Crofters and farmers in the west Highlands who are considering growing trees as part of their business are being invited to a ‘Walking and Talking Trees’ event in Ardgour, near Fort William.
The free event is part of the Integrating Trees Network, which is an initiative led by crofters and farmers, and supported by Scottish Forestry and the Scottish Government.
Dr Michael Foxley of Achaphubuil will be inviting other crofters to take a tour with him on his croft to discuss the benefits of growing native trees.
The event is being held as part of Scottish Climate Week and gives an opportunity to discuss the importance of tree planting in tackling climate change.
The tour of Dr Foxley’s croft is being held on Friday 30th September between 10:15am to 1:15pm.
Dr Foxley said: “It’s really timely that this event is being held during Scottish Climate Week. Not only are the croft’s trees helping reverse biodiversity loss, they are also helping the planet. Added to that, they are providing vital shelter on the hill for sheep.
“Getting the trees in the ground was a great feeling of achievement and pleasure, which only increases as the trees become more established. Within months I had ground nesting birds in the woodland, as well as buzzards hunting and orchids flowering on what had been a grazed hillside. A real joy!”
Scottish Forestry’s forestry and farming development officer Lyn White added: “The Integrating Trees Network has proved very popular with farmers and crofters because of its informal yet informative approach.
“The events put crofters and farmers in touch with other crofters and they can chat over tree planting experiences with no hard sell.
”Part of this ‘Walking and Talking Trees’ event is to discuss the importance of trees in tackling climate change and making a business more resilient to a changing climate.”

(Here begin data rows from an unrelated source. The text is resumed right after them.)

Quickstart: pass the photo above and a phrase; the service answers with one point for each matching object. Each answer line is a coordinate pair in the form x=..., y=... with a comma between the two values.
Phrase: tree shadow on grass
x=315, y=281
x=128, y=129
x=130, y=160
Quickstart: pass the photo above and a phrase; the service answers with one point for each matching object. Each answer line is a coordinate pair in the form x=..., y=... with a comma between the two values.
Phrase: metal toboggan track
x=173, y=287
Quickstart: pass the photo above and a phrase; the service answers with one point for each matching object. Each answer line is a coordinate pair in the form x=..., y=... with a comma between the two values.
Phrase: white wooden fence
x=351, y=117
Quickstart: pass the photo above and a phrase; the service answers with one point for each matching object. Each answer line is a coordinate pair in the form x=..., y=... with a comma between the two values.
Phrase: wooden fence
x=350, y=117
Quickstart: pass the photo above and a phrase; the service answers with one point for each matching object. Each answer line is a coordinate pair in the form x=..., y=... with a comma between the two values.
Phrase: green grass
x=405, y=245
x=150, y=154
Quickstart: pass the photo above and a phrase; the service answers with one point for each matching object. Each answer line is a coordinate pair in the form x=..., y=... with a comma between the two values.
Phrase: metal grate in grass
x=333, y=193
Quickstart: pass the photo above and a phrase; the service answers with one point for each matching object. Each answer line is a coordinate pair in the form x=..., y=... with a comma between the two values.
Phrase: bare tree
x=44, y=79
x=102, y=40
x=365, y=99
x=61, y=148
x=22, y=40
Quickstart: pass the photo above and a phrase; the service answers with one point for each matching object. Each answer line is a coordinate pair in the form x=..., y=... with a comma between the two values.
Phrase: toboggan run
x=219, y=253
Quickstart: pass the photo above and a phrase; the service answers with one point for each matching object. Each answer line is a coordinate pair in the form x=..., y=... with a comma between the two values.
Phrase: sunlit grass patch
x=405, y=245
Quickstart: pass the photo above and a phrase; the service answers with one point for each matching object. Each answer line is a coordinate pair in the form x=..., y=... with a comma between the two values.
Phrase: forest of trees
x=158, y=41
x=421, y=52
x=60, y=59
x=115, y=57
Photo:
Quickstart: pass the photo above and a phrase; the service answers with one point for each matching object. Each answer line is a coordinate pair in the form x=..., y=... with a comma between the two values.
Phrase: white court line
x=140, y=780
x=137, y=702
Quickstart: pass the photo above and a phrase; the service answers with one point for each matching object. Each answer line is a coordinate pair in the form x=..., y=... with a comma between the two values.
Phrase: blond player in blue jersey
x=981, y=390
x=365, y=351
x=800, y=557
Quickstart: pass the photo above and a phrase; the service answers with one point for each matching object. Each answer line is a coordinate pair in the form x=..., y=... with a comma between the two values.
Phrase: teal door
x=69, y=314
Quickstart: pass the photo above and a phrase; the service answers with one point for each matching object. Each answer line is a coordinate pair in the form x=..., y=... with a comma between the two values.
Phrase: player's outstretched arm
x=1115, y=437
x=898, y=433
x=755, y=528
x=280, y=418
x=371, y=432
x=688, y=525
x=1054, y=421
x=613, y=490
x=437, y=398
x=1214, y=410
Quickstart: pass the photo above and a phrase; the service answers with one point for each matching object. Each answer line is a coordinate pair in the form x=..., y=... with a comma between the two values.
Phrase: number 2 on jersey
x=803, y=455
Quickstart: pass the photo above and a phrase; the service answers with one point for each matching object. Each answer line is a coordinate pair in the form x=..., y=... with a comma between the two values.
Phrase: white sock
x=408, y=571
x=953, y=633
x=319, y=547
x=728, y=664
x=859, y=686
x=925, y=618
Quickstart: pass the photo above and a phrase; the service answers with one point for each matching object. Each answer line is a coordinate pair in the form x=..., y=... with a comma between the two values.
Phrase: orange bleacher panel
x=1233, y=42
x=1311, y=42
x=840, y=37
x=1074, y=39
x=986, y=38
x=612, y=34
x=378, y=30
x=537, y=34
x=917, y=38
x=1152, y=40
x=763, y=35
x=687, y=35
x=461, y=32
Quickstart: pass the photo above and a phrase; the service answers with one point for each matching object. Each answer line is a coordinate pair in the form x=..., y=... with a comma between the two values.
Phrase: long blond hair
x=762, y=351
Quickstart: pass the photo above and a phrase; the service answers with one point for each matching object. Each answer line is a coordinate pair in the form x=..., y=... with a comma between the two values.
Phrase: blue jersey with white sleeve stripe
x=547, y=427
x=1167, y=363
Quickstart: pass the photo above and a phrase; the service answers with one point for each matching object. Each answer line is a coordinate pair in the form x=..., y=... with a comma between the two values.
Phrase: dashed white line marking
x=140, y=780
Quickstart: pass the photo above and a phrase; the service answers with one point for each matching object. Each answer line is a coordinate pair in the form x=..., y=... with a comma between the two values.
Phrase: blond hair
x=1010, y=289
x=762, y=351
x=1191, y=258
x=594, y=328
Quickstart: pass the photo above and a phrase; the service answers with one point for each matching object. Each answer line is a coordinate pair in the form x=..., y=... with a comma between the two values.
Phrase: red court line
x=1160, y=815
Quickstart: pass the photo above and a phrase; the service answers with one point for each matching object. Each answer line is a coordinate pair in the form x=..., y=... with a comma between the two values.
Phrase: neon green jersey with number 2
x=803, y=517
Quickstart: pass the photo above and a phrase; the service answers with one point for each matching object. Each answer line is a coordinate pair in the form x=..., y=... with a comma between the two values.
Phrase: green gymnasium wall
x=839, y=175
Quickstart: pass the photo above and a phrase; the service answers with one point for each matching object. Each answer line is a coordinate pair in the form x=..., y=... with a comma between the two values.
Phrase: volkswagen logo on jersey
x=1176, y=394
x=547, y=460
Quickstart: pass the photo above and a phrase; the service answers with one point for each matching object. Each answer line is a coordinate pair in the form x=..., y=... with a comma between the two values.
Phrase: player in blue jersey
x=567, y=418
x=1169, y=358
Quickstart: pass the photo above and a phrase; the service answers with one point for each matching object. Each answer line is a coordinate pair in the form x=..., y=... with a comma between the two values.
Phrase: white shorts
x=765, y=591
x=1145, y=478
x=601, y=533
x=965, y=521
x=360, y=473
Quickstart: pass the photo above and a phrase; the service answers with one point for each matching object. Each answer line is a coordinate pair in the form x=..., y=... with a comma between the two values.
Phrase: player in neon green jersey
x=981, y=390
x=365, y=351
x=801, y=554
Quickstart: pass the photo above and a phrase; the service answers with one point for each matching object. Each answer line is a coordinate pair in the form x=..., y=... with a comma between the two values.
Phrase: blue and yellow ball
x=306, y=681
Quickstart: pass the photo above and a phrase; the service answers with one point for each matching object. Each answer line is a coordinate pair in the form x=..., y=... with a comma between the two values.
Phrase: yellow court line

Dr Foxley has been planting native trees on his croft for around 40 years at No2, Achaphubuil and has been instrumental in helping other crofting townships develop in the area.
He has been working alongside neighbouring crofters to regenerate the woodlands with a range of native trees and has used deer fencing and cattle grids to protect the woodlands.
Dr Foxley’s success has also been down to close partnership working and support from the Conaglen Estate, who own the hill grazings. They are collectively recreating a network of woodlands for wildlife corridors and biodiversity between the ancient woodlands of Camusnagaul and Achaphubuil.
During the tour, Dr Foxley will outline his initial thought processes on starting to grow trees and his objectives, challenges and the benefits planting has brought.
Staff from Scottish Forestry and Woodland Trust Scotland will be on hand to help with advice on forestry grants.